As one of the nation’s largest providers of supportive housing services, the Center for Urban Community Services | CUCS gives homeless individuals and families the housing, care, and encouragement needed to break their cycles of homelessness for good.
The Hegeman, a supportive housing residence in Brownsville, Brooklyn that CUCS operates in partnership with Breaking Ground, was one of the first new buildings to dedicate apartments to chronically street homeless individuals.
Since it opened in 2012, CUCS has provided all the social services, psychiatry and primary medical care to the men and women at the Hegeman.
Meet some of the men and women who, after years living on the streets, now call the Hegeman home.
Randy was living in a broken-down donut cart on a dead-end street he called ‘Kill Street.’ Violence was a daily reality. He was drinking and using drugs and by his account weighed only 90 pounds. Existence was bleak on Kill Street.

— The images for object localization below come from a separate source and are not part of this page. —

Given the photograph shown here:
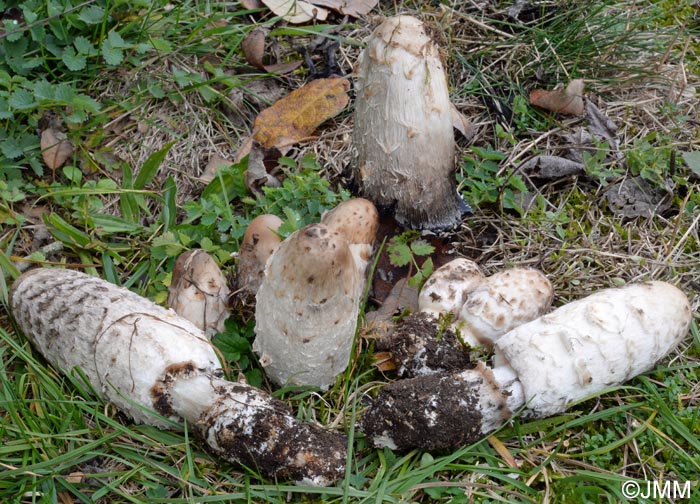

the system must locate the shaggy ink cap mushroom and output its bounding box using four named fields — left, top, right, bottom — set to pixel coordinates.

left=236, top=213, right=283, bottom=296
left=11, top=268, right=347, bottom=486
left=253, top=223, right=363, bottom=389
left=456, top=267, right=554, bottom=347
left=321, top=197, right=379, bottom=246
left=168, top=250, right=231, bottom=336
left=493, top=281, right=692, bottom=418
left=353, top=15, right=468, bottom=231
left=418, top=258, right=484, bottom=318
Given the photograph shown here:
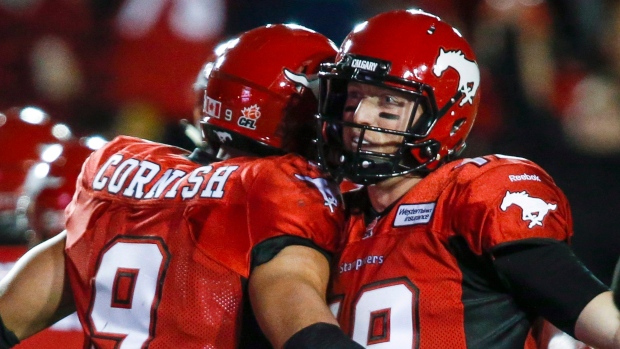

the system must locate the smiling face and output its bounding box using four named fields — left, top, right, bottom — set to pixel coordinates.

left=342, top=81, right=424, bottom=155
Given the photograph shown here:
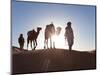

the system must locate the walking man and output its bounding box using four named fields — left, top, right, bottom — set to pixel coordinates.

left=65, top=22, right=74, bottom=51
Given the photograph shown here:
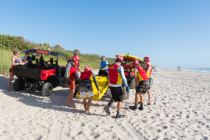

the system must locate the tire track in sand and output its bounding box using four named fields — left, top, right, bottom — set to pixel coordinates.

left=103, top=116, right=147, bottom=140
left=48, top=113, right=66, bottom=140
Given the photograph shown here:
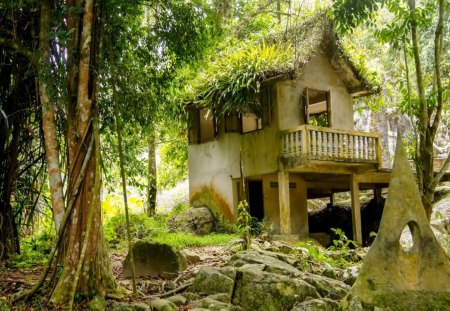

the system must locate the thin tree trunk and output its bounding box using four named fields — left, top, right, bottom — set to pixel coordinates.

left=111, top=66, right=137, bottom=295
left=147, top=129, right=157, bottom=217
left=38, top=0, right=65, bottom=232
left=408, top=0, right=435, bottom=219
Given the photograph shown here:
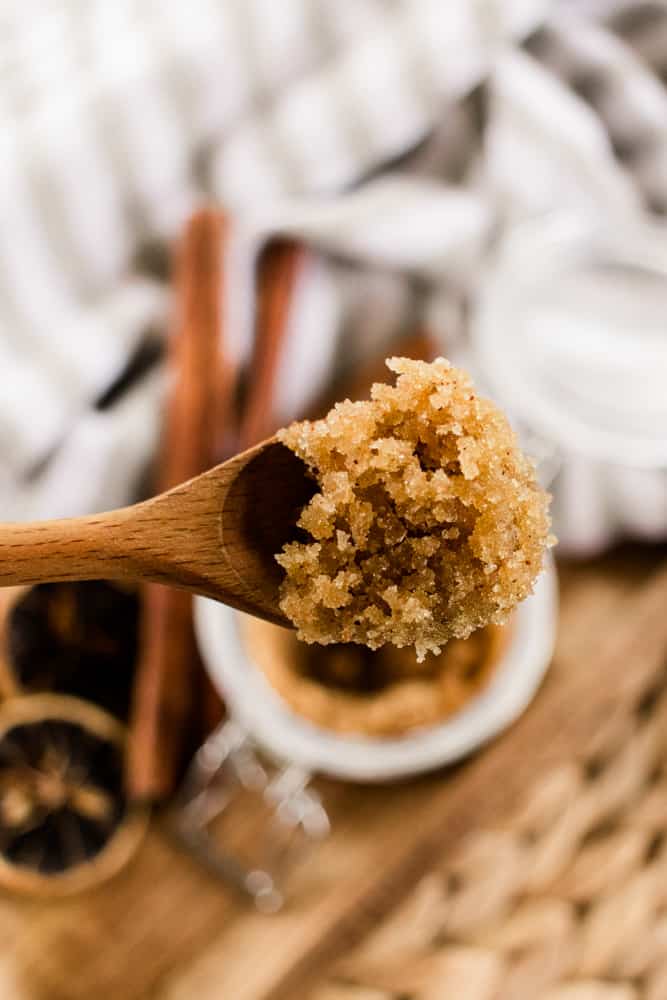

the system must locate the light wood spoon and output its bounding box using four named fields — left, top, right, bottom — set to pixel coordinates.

left=0, top=439, right=314, bottom=626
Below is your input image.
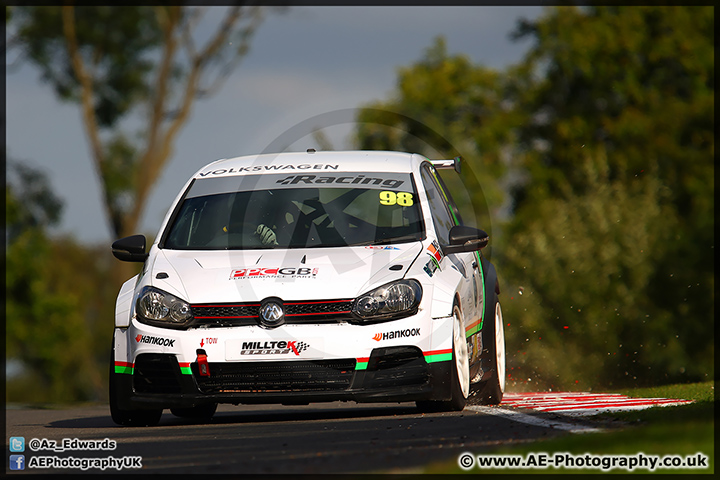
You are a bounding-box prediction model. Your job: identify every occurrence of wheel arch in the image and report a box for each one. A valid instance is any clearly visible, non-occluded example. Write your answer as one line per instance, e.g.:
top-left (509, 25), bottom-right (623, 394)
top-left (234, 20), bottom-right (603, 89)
top-left (115, 275), bottom-right (139, 328)
top-left (480, 255), bottom-right (500, 297)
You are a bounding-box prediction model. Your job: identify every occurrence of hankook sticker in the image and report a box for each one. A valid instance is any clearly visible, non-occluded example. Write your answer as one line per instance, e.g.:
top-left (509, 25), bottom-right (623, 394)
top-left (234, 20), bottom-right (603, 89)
top-left (372, 328), bottom-right (421, 341)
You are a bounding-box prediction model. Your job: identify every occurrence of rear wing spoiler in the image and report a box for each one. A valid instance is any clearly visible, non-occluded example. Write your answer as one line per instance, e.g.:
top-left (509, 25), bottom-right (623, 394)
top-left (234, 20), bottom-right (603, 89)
top-left (429, 156), bottom-right (461, 174)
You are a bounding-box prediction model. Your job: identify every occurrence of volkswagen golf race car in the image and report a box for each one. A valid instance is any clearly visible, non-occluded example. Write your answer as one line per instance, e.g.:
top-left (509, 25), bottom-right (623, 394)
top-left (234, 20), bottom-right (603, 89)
top-left (110, 150), bottom-right (506, 426)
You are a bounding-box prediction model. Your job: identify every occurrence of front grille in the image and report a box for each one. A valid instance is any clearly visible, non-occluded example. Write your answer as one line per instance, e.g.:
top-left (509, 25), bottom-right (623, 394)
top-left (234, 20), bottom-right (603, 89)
top-left (193, 359), bottom-right (356, 393)
top-left (191, 299), bottom-right (355, 327)
top-left (195, 304), bottom-right (260, 318)
top-left (133, 354), bottom-right (183, 394)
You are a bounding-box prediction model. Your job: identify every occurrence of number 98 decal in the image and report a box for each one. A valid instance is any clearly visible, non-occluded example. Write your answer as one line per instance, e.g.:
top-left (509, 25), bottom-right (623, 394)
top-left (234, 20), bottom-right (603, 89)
top-left (379, 191), bottom-right (414, 206)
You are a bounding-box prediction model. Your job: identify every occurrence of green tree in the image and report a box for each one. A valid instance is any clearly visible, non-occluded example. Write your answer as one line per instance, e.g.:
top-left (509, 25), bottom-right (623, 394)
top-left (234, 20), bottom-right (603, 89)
top-left (354, 37), bottom-right (519, 233)
top-left (510, 6), bottom-right (713, 210)
top-left (5, 161), bottom-right (63, 243)
top-left (502, 151), bottom-right (687, 389)
top-left (7, 5), bottom-right (268, 240)
top-left (501, 6), bottom-right (713, 388)
top-left (6, 160), bottom-right (113, 402)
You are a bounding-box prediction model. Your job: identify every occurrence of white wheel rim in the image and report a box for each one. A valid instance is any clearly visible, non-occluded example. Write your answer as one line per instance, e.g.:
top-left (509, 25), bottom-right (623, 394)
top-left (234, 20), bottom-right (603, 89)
top-left (495, 302), bottom-right (506, 393)
top-left (453, 307), bottom-right (470, 398)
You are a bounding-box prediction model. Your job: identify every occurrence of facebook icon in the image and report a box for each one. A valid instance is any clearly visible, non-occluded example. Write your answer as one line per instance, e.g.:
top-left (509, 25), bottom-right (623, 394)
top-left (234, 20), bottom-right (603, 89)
top-left (10, 454), bottom-right (25, 470)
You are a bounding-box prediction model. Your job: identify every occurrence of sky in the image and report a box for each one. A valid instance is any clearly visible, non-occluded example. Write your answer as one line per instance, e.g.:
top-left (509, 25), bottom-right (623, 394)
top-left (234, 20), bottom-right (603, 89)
top-left (6, 6), bottom-right (545, 245)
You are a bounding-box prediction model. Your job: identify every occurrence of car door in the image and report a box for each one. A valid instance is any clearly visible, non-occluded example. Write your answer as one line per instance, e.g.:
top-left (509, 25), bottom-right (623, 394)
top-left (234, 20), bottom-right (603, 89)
top-left (419, 163), bottom-right (483, 359)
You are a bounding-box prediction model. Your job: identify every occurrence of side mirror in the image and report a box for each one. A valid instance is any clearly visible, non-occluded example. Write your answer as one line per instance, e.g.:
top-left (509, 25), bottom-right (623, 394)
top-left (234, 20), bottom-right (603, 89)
top-left (442, 225), bottom-right (489, 254)
top-left (112, 235), bottom-right (149, 262)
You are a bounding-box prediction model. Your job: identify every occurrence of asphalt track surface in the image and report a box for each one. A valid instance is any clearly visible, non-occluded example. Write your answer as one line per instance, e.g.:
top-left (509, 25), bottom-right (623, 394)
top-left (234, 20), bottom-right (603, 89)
top-left (5, 400), bottom-right (609, 474)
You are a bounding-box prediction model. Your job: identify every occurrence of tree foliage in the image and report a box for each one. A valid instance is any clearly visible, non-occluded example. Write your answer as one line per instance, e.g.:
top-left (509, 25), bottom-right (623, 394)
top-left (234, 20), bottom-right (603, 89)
top-left (354, 6), bottom-right (713, 389)
top-left (509, 6), bottom-right (713, 222)
top-left (502, 152), bottom-right (688, 389)
top-left (354, 37), bottom-right (520, 232)
top-left (502, 6), bottom-right (713, 388)
top-left (6, 161), bottom-right (63, 243)
top-left (6, 161), bottom-right (115, 403)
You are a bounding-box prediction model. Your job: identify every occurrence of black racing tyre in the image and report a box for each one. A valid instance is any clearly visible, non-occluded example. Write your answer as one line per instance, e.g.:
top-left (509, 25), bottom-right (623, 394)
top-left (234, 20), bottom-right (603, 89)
top-left (473, 290), bottom-right (506, 405)
top-left (170, 403), bottom-right (218, 419)
top-left (109, 343), bottom-right (163, 427)
top-left (417, 303), bottom-right (469, 412)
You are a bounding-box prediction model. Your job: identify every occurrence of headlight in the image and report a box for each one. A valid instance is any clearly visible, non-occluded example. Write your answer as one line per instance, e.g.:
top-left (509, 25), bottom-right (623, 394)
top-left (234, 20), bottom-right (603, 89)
top-left (136, 286), bottom-right (193, 329)
top-left (352, 279), bottom-right (422, 322)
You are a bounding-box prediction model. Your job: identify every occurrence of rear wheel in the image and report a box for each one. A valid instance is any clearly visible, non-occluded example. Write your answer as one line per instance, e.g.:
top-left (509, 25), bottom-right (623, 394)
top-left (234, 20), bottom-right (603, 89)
top-left (473, 293), bottom-right (505, 405)
top-left (417, 303), bottom-right (469, 412)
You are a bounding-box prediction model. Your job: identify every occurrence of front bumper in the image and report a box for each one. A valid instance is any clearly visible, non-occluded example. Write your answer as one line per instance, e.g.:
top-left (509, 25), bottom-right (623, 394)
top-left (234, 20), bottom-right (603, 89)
top-left (113, 346), bottom-right (455, 409)
top-left (113, 313), bottom-right (455, 409)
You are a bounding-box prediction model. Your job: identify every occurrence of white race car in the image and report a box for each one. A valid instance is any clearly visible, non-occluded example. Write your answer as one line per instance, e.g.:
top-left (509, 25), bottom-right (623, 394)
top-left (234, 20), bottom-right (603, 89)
top-left (110, 150), bottom-right (505, 426)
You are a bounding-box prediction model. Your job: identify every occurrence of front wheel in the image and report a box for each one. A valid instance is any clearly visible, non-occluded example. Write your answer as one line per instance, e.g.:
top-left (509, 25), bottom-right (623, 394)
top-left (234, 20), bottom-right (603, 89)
top-left (109, 343), bottom-right (163, 427)
top-left (473, 293), bottom-right (505, 405)
top-left (109, 378), bottom-right (163, 427)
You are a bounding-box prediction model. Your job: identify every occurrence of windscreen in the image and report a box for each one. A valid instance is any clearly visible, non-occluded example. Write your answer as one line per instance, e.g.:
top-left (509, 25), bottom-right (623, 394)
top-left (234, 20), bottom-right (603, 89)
top-left (162, 172), bottom-right (424, 250)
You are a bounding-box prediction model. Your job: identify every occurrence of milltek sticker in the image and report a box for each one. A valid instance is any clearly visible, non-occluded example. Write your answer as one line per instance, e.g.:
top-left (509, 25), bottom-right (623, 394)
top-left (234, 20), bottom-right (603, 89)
top-left (240, 340), bottom-right (310, 356)
top-left (372, 328), bottom-right (421, 341)
top-left (135, 334), bottom-right (175, 347)
top-left (231, 267), bottom-right (319, 280)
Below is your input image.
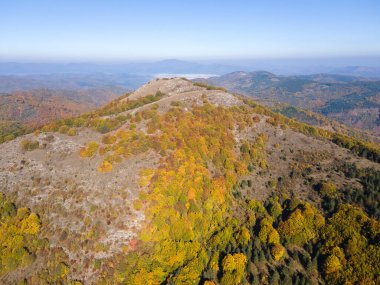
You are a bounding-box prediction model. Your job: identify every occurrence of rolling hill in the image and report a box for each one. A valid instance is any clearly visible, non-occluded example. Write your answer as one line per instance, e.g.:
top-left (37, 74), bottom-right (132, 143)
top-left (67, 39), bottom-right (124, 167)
top-left (0, 78), bottom-right (379, 284)
top-left (0, 87), bottom-right (127, 143)
top-left (202, 71), bottom-right (380, 136)
top-left (0, 73), bottom-right (151, 93)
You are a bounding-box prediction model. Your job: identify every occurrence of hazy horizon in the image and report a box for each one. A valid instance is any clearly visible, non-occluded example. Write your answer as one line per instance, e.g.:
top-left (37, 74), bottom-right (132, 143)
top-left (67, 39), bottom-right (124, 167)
top-left (1, 57), bottom-right (380, 77)
top-left (2, 56), bottom-right (380, 65)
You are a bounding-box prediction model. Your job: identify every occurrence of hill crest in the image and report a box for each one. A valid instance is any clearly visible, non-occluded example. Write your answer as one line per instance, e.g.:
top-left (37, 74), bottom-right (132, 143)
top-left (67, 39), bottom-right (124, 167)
top-left (0, 78), bottom-right (379, 284)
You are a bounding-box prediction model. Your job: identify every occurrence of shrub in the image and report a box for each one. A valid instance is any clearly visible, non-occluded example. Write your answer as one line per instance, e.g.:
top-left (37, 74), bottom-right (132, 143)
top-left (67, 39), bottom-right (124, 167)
top-left (193, 82), bottom-right (227, 92)
top-left (58, 125), bottom-right (69, 134)
top-left (67, 128), bottom-right (77, 136)
top-left (102, 134), bottom-right (117, 145)
top-left (3, 134), bottom-right (15, 142)
top-left (133, 200), bottom-right (143, 211)
top-left (319, 182), bottom-right (337, 197)
top-left (48, 262), bottom-right (69, 282)
top-left (95, 120), bottom-right (113, 133)
top-left (98, 160), bottom-right (113, 172)
top-left (79, 141), bottom-right (99, 158)
top-left (21, 139), bottom-right (39, 151)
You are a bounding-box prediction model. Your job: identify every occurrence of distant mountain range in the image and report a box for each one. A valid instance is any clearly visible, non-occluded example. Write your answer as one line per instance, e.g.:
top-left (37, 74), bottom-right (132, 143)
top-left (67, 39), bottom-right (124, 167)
top-left (202, 71), bottom-right (380, 135)
top-left (0, 60), bottom-right (241, 76)
top-left (1, 59), bottom-right (380, 78)
top-left (0, 73), bottom-right (151, 93)
top-left (329, 66), bottom-right (380, 78)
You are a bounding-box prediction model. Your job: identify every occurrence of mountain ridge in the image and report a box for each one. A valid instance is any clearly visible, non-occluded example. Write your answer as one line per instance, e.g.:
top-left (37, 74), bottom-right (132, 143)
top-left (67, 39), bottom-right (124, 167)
top-left (201, 71), bottom-right (380, 136)
top-left (0, 78), bottom-right (379, 284)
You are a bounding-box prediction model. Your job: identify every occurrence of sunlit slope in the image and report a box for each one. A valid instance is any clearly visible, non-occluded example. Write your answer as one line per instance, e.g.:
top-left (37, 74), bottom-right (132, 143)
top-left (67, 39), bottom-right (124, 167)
top-left (0, 78), bottom-right (379, 284)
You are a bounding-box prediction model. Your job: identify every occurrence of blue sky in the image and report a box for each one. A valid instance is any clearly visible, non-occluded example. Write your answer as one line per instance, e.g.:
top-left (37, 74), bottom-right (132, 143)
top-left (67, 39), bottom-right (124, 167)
top-left (1, 0), bottom-right (380, 62)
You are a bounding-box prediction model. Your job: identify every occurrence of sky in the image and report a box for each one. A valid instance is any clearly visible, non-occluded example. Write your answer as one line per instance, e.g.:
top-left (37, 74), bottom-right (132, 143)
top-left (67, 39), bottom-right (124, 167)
top-left (1, 0), bottom-right (380, 62)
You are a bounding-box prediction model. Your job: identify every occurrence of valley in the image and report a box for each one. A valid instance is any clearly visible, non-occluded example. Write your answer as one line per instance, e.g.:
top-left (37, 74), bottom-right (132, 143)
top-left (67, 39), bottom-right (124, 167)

His focus had been on getting $5 or $10 dollars a day to live. But life has changed dramatically for Randy since coming to the Hegeman in 2012 as one of the building’s first tenants.
Today, Randy is no longer a victim of the throes of addiction and he continues to work on his recovery. He is a pillar of the Hegeman’s community, supporting his neighbors in creating a safe, recovery-focused community. Randy also just got engaged.
Jane worked for years as an accounting professional until drinking took over her life. She quickly spiraled down into homelessness.
Like Randy, Jane found a home at the Hegeman in 2012. It wasn’t easy at first as alcoholism continued to ravage her life. But with lots of hard work, and the help she received from CUCS, Jane recently marked three years of sobriety.
For the past four years CUCS staff has managed Jane’s finances at her request. Now, though, Jane is slowly taking them over. She recently met with a financial adviser about her retirement and just opened her first IRA account.
This is David’s first week at the Hegeman. Adjusting to life in his new home will take time.
David was severely injured after being hit by a car, leaving him with memory loss and physical disabilities. After being evicted from his Queens apartment, he ended up homeless.
A self-confessed loner, David’s support system eroded after his parents died. Slowly adjusting to life at the Hegeman’s welcoming community, David is finding a new support system with CUCS.
CUCS helps people rise about poverty, exit homelessness, and be healthy. We excel at developing affordable housing and providing programs that link housing, health and social services for individuals and families. Each year more than 50,000 people are served by CUCS.